Shotimages

Walter Ebenhofer

Walter Ebenhofer, IT_Cervinara, 2007

A series of images created by shooting at new, sealed packages of photographic paper or slide film

Austria, Italy, Poland 1994–2012

 

A professional shooter, hunter, or marksman fires several shots according to my guidelines at a typically new and therefore well-sealed package of photobase paper or large-scale slides, whose brand and packaging I normally cite precisely in the title. The damaged photosensitive material is exposed to light through the shot holes, often over the course of several days, sometimes only for a few hours up to the point of developing. The intruding light accumulates and is saved on the photosensitive layers. The result: Despite the long exposure time, the light only succeeds in part to spread between the sheets of paper. A wide range of exposure actions are at work: direct exposure, indirect exposure through reflection, and partial exposure through transmitted light. The surface properties, the material is part of the recording. In essence, the photosensitive material “photographs” itself. Dust accumulated in the shooting process is registered photogrammatically. The work refers to the difference between incident and image and thus also to reality. A trace has been left in a dual manner.

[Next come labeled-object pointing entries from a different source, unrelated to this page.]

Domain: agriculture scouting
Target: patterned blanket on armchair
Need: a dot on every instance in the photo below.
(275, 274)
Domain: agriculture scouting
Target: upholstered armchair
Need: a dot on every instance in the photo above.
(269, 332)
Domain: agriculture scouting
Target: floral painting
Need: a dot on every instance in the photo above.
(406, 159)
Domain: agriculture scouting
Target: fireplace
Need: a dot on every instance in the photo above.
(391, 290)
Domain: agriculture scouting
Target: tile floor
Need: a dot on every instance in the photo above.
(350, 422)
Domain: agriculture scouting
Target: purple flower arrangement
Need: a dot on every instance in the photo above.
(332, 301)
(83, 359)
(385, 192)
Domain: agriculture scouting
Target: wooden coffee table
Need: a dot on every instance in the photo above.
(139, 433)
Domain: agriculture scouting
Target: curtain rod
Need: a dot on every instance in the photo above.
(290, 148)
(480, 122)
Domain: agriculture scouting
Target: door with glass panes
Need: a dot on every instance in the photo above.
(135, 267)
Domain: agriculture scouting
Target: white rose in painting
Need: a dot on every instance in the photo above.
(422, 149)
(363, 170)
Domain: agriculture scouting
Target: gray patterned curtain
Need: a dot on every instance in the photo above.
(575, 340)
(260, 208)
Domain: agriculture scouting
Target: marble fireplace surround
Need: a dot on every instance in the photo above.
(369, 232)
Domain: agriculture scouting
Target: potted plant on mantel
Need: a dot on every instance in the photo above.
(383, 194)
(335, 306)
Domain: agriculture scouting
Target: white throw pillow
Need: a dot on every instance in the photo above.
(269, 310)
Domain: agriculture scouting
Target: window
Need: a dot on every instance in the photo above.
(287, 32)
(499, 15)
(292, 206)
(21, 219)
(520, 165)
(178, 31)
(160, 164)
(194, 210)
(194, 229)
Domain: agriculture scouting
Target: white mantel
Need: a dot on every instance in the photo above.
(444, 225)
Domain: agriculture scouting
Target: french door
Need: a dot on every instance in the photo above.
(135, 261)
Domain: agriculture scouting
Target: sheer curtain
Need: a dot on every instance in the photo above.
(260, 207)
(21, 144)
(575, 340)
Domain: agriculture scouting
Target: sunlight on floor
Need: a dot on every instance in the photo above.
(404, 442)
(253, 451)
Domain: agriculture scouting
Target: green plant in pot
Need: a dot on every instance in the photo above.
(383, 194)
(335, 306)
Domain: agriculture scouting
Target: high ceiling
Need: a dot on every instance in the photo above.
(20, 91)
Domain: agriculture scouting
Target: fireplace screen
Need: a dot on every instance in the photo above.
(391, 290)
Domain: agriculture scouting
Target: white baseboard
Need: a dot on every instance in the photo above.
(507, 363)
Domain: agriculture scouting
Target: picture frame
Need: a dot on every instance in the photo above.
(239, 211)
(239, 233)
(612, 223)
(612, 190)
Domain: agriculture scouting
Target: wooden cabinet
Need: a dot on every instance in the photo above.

Lately, I have been capturing the action by means of a simple documentary. Such performances took place most recently in Italy and Poland in 2007. (Walter Ebenhofer)

 

Walter Ebenhofer, born 1952 in Ernsthofen, Austria, lives and works in Steyr, Austria.

References

Carl Aigner, Die Kunst der Jagd (Weitra: Niederösterreichisches Landesmuseum, Verlag Bibliothek der Provinz, 2008).

Carl Aigner, “Im Lichte des Zufalls – Geschwindigkeit als ästhetische Konstruktion,” Eikon. International Magazine for Photography and Media Art, no. 29 (1999), pp. 70–73.

Tim Otto Roth, Körper. Projektion. Bild, Eine Kulturgeschichte der Schattenbilder (Paderborn: Wilhelm Fink Verlag, 2015), p. 397.

Brigitte Pamperl, Gesellschaft Bildender Künstler Österreichs, Künstlerhaus (eds.), Zeitraumzeit: Künstlerhaus Wien (Vienna: Folio Verlag, 2008), pp. 80–81.

Timm Starl, Kritik der Fotografie (Marburg: Jonas Verlag, 2012), p. 287.